Il ne fut pas donné à Raoul de gouverner en paix ni de jouir bien longtemps du fruit de ses efforts. Il tomba malade en automne, et retourna souffrant dans son duché[7]. Le 12 décembre, il était à Auxerre où il confirmait diverses concessions du comte Geoffroi de Nevers à son évêque Tedalgrinus[8] : il y expira le 14 ou le 15 janvier suivant[9]. On ignore son âge, mais il devait être encore jeune, quoique épuisé par treize années de luttes presque sans trêve. Conformément à son désir, il fut inhumé à Sainte Colombe de Sens.
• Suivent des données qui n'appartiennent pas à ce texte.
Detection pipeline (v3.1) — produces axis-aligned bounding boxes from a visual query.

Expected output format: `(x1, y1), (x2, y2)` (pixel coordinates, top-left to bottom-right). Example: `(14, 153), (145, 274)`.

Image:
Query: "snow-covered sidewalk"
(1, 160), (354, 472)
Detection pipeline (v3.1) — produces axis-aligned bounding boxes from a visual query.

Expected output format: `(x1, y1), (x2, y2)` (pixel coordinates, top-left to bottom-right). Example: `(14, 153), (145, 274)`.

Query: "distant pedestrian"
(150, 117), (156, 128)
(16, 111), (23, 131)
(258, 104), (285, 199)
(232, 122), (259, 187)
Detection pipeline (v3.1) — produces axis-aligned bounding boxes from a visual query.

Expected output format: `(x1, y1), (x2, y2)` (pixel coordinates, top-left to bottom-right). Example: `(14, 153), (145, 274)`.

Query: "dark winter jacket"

Comme l'église venait d'être incendiée au cours de troubles récents, ce ne fut que le 11 juillet que ses restes furent ensevelis au milieu du chœur, auprès de ceux de son père, qui reposaient dans la crypte de Saint-Symphorien, et de ceux du roi Robert, à droite de l'autel[10]. Le roi Louis d'Outre-Mer, couronné le 19 juin, ayant séjourné à Auxerre le 25 et le 26 juillet, semble avoir dû assister avec Hugues le Grand aux funérailles de son prédécesseur. Raoul avait légué au monastère de Sainte Colombe une partie de sa fortune privée, sa couronne d'or enrichie de pierres précieuses et le superbe mobilier de sa chapelle comprenant des ornements d'autel, des calices, des reliquaires et des manuscrits. Ce trésor fut longtemps l'orgueil de l'abbaye. Malheureusement, en 1147, l'abbé Thibaud emporta la couronne de Raoul à la seconde Croisade, et comme il mourut en Orient, cette magnifique pièce d'orfèvrerie fut irrémédiablement perdue[11].
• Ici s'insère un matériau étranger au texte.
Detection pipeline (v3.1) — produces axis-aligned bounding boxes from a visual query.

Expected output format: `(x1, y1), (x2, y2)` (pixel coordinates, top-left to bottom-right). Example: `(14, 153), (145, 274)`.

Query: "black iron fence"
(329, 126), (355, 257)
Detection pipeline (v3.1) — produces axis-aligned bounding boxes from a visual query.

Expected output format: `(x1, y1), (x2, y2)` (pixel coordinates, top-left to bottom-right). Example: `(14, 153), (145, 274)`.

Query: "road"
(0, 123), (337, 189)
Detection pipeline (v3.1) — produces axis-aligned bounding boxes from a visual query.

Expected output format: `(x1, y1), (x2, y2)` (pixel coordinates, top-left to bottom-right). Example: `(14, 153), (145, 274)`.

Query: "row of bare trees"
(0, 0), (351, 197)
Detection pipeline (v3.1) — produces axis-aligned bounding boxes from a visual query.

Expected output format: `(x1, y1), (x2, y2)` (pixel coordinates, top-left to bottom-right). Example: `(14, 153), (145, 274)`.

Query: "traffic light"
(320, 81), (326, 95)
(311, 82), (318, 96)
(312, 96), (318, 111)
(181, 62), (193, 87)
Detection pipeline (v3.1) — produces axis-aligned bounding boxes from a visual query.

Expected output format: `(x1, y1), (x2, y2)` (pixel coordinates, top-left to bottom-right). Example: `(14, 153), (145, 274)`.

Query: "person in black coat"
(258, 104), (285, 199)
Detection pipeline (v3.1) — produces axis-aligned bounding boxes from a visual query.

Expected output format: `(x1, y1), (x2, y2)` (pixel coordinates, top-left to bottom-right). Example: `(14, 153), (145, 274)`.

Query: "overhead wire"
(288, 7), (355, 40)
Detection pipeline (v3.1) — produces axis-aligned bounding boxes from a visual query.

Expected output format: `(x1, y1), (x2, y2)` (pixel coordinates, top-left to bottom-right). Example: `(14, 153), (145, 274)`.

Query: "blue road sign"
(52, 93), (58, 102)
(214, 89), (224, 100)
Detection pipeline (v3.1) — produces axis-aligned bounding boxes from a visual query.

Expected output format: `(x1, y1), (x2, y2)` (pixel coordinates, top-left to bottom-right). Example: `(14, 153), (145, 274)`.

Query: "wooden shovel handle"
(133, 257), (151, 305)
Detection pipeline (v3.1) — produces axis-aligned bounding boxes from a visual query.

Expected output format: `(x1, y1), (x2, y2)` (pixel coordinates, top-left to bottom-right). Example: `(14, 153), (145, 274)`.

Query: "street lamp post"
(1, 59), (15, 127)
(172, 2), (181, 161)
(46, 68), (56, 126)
D'après l'auteur de la Chronique de Saint Bénigne de Dijon et Aubry de Trois Fontaines, Raoul aurait eu un fils appelé Louis[12]. Un diplôme de sa mère Adélaïde, daté de 929, où il est question d'un Louis « son petit-fils » (?), Ludovicas repos, paraît bien venir confirmer ces assertions[13]. En tout cas, cet enfant était mort avant son père, puisque le décès de Raoul amena une restauration carolingienne, le rappel d'outre mer du fils de Charles le Simple, nommé lui aussi Louis.
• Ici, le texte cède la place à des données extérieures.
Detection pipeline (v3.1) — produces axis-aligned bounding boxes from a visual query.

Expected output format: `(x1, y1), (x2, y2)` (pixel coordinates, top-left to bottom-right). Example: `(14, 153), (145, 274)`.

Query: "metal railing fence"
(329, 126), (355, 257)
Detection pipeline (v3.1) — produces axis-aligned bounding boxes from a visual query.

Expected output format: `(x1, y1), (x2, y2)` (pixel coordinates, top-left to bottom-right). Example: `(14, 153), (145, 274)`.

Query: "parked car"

Un trait psychologique est intéressant à relever: c'est la persistance avec laquelle, même dans les régions où l'on avait le plus longtemps refusé de reconnaître la suzeraineté de Raoul, on continua pendant plusieurs mois à dater les actes en prenant pour point de départ le jour de sa mort. On ignora ainsi volontairement la restauration du jeune rejeton de cette dynastie carolingienne, à l'égard de laquelle on avait affecté jadis une si inébranlable fidélité, parce que la fiction d'un interrègne semblait à présent le meilleur prétexte aux revendications d'indépendance. On conçoit qu'en face d'un tel état d'esprit, conséquence directe du mouvement féodal, et après avoir eu sous les yeux l'exemple des extraordinaires difficultés du règne de Raoul, Hugues le Grand n'ait pas osé briguer la succession du roi défunt et qu'il ait préféré se mettre à la tête du parti qui rappela le jeune Louis, son propre neveu par alliance.

 

 

 



[1] Flodoard, Ann., a. 935; E. Lemaire, Essai sur l'hist. de Saint-Quentin, loc. cit., p. 281.

[2] Recueil des historiens de France, IX, 580.

[3] Flodoard, loc. cit.; Varin, Archives législatives de Reims, II, 1, p. 169, note.

[4] Flodoard, Ann., a. 935. Cette invasion normande en Berry a pu être confondue par l'auteur du Chron. Dolense avec l'invasion hongroise qui eut lieu deux ans après dans la même région. Voyez ci-dessus, p. 75, n. 4.

[5] Flodoard, ibid. et Hist. eccl. Rem., IV, 25.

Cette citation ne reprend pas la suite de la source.